Was the laptop advertised as supporting Linux, or, if not, did you at least do your research ahead of time to ensure that everything worked properly? Because clearly it didn't, so I expect Linux support was already known to not be in a great place before you bought it.
And yes, that sucks. We should have first-class support. It's no wonder macOS gained popularity among developers. But I've been running Linux on laptops for 15+ years now (even on Macs), and I've seen how it's changed from barely-working and having to futz with things at every kernel upgrade, to pretty much seamless (and these days I really have little patience for futzing around with things; I want something that works so I can do useful things on it). But, again: you need to choose your hardware carefully.

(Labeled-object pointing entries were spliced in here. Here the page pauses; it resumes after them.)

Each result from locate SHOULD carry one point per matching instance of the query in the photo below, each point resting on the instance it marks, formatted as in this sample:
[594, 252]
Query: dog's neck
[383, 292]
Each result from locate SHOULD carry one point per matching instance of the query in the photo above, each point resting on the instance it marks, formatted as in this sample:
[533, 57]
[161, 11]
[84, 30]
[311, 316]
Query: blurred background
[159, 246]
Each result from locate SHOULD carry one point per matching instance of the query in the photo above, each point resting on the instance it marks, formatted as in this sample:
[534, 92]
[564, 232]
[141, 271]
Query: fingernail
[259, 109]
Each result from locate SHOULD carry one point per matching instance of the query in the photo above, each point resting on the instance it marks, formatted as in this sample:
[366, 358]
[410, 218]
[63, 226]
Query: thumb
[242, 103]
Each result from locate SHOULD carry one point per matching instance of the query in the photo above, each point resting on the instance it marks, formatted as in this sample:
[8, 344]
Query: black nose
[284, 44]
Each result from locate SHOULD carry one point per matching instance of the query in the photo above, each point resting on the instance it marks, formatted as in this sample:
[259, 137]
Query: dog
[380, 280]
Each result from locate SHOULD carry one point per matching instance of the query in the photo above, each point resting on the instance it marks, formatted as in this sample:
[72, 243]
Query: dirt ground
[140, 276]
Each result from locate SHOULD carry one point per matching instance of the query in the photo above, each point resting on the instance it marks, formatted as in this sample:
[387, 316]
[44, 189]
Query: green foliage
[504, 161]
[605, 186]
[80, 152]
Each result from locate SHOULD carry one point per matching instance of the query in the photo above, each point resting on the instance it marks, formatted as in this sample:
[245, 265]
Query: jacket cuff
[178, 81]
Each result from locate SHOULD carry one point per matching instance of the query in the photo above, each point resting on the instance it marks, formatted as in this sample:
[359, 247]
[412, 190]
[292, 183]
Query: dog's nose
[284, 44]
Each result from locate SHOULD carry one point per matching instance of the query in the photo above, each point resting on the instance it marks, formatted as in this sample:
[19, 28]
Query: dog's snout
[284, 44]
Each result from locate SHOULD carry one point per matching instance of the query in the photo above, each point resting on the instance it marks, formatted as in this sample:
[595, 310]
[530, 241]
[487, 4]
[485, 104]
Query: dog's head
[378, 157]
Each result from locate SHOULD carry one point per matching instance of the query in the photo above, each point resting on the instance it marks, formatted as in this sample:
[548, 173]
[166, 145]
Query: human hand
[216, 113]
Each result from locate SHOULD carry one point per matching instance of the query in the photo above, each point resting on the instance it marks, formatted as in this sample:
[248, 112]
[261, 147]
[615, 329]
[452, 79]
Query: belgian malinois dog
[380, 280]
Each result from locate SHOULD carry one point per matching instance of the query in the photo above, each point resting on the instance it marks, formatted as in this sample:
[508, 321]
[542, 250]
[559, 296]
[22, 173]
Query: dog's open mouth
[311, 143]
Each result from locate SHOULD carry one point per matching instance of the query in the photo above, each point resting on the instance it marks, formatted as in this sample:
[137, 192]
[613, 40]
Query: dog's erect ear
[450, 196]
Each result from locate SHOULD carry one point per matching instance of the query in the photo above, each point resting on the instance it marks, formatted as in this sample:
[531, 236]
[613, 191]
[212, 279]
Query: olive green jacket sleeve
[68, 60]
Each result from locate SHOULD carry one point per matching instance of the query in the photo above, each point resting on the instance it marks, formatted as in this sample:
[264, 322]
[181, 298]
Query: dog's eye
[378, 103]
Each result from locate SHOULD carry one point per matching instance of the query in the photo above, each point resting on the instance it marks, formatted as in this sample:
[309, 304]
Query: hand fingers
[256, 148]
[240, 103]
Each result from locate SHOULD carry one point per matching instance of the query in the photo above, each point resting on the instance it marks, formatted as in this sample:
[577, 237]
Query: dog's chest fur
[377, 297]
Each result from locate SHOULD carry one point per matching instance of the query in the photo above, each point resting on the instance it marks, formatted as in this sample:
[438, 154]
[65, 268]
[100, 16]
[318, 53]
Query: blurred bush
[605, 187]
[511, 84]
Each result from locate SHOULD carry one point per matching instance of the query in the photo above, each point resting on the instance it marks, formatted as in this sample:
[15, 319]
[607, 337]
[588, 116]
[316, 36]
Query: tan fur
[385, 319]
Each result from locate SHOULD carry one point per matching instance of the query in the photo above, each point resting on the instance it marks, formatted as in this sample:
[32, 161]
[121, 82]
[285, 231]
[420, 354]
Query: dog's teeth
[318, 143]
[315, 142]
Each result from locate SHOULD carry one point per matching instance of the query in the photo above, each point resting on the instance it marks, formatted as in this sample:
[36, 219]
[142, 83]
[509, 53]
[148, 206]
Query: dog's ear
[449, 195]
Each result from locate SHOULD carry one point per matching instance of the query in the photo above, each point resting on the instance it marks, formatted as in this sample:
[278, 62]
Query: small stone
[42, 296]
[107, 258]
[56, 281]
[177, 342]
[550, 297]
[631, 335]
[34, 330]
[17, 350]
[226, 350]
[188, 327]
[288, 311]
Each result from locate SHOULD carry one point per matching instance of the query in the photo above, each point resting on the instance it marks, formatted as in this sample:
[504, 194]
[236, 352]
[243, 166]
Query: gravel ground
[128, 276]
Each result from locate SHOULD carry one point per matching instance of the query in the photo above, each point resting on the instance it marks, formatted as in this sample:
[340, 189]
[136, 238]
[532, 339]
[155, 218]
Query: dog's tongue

For reference, I had a 2016-model Razer Blade Stealth, which had no issues with Linux. Then in early 2019 I bought a 2018-model Dell XPS 13 that worked flawlessly (except for the fingerprint reader, which I knew ahead of time and accepted as ok). For the past yearish I've been using a Framework Laptop, which has had some problems (unrelated to Linux; Windows users have the same problems), but the hardware support on Linux has been solid.
Meanwhile, I'd constantly hear problems from my friends with Macs about how it could never stay connected to a wireless network after a couple hours (requiring a reboot to fix), or would frequently "beachball" under not that much load, or how the yearly major OS update would usually break their development setup. I used macOS on and off between 2005 and 2017 or so, and ran into plenty of issues as well.
While I certainly agree there's some laptop hardware that you just shouldn't run Linux on, the still-kicking Steve Jobs Reality Distortion Field somehow causes people to ignore or explain away all the issues macOS has.